The gametypes are the basics: You have Deathmatch, Team Deathmatch, and Search and Destroy. Headquarters was started by Call of Duty in a patch, and it's still around in the series. Retrieval is a very rarely played gametype in which the attacking team tries to steal documents from the other team and bring it to their spawn, kind of like a mix between Capture the Flag (which is not in this game, sadly) and Search and Destroy. The last gametype is never played anymore (never was really popular in the first place), but for reference, it's called Behind Enemy Lines.
The people that play are also an important factor. Call of Duty does not natively support voice chat; you have to have Ventrilo, Xfire, or some outside voice chat program to chat. While this lack of chat might make it harder to coordinate attacks, you don't have to worry about adolescent micspam (not that many adolescents play this game anymore anyway). For the most part, people are civil here; they've been playing for a while. Call of Duty certainly has its glitches and hackers, but for the most part the people that still play to this day are dedicated enough not to use them.

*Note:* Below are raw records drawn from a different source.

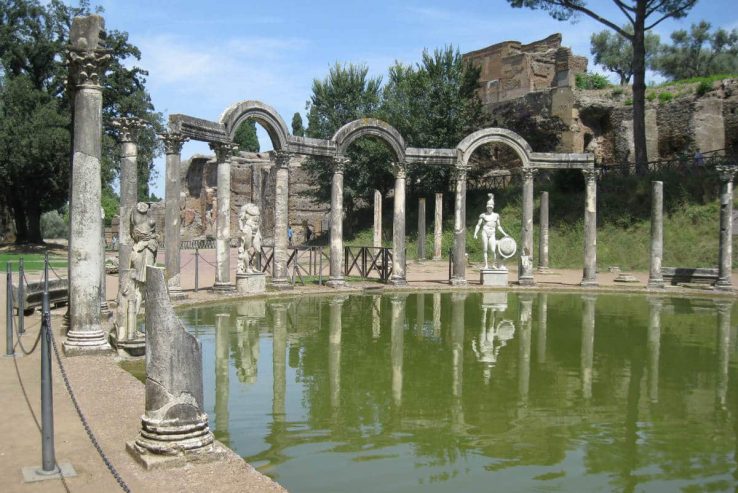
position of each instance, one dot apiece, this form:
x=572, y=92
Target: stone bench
x=34, y=294
x=698, y=275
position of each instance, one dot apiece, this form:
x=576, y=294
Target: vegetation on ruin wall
x=691, y=222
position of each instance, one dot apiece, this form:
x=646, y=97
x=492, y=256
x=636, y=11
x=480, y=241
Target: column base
x=223, y=287
x=82, y=342
x=336, y=282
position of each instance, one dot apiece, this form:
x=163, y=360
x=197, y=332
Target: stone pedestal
x=494, y=277
x=250, y=283
x=174, y=428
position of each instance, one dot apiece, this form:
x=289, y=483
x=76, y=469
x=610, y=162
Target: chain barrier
x=83, y=419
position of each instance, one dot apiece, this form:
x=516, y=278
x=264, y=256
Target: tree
x=33, y=39
x=642, y=15
x=297, y=129
x=615, y=53
x=246, y=138
x=698, y=53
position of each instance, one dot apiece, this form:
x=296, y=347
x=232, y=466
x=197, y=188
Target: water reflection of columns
x=526, y=323
x=222, y=325
x=542, y=328
x=397, y=345
x=587, y=352
x=279, y=360
x=334, y=350
x=654, y=347
x=724, y=308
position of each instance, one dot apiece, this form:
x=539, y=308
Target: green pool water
x=479, y=392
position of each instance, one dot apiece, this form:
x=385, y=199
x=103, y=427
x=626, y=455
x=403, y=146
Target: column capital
x=223, y=150
x=86, y=66
x=590, y=174
x=173, y=141
x=282, y=159
x=126, y=127
x=725, y=172
x=340, y=163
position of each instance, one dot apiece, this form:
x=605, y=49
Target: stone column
x=377, y=219
x=654, y=347
x=438, y=228
x=222, y=380
x=398, y=227
x=421, y=229
x=335, y=278
x=128, y=190
x=655, y=279
x=334, y=350
x=458, y=276
x=525, y=265
x=587, y=351
x=543, y=238
x=397, y=345
x=86, y=64
x=725, y=262
x=281, y=221
x=589, y=277
x=223, y=224
x=173, y=142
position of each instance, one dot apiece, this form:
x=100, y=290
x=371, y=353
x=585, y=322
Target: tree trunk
x=639, y=89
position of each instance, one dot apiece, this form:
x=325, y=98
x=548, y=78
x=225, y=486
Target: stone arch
x=347, y=134
x=263, y=114
x=498, y=135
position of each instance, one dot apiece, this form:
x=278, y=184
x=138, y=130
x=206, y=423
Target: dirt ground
x=113, y=400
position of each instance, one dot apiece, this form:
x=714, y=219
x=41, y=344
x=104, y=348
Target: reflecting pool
x=476, y=392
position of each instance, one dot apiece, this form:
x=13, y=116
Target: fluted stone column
x=335, y=278
x=438, y=228
x=223, y=225
x=421, y=229
x=458, y=276
x=587, y=351
x=397, y=345
x=654, y=347
x=398, y=227
x=281, y=221
x=334, y=349
x=525, y=267
x=86, y=64
x=543, y=238
x=725, y=261
x=377, y=219
x=655, y=278
x=589, y=277
x=173, y=142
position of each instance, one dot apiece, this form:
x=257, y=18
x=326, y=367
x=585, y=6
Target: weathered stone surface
x=174, y=425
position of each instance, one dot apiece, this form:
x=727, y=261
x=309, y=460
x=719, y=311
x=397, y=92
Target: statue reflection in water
x=494, y=335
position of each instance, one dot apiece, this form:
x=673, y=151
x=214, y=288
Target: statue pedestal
x=251, y=283
x=493, y=277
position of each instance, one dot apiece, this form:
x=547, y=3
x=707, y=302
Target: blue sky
x=204, y=56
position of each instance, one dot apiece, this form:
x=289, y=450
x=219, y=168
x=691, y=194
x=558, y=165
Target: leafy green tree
x=297, y=129
x=33, y=39
x=615, y=53
x=246, y=138
x=642, y=15
x=698, y=53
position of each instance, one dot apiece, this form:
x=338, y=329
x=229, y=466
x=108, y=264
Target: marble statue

Because there are dedicated servers, you really don't need to worry about your host ragequitting and putting a damper on the tension. Additionally, there are quite a few fun mods around. Most servers like to play bolt-action rifles only, which is quite challenging, considering that quickscoping in the MW/MW2 sense is nonexistent (aiming down the sight is quite slow) and that there is no auto-aim. The most common mod out there is AWE (additional war effects), which adds things like cooking grenades, sprinting, the ability to lay grenade traps, as well as a few other gimmicks. It's been tried and true, so no need to worry about it drastically changing the game balance.
All in all, Call of Duty is a classic and a trendsetter, but it's about time that it return to its roots, not necessarily in the WWII universe, but in a focus on raw gameplay. By eliminating the distractions, Call of Duty especially manages to be a model of multiplayer combat. It might be showing its age, but it can certainly hold its own.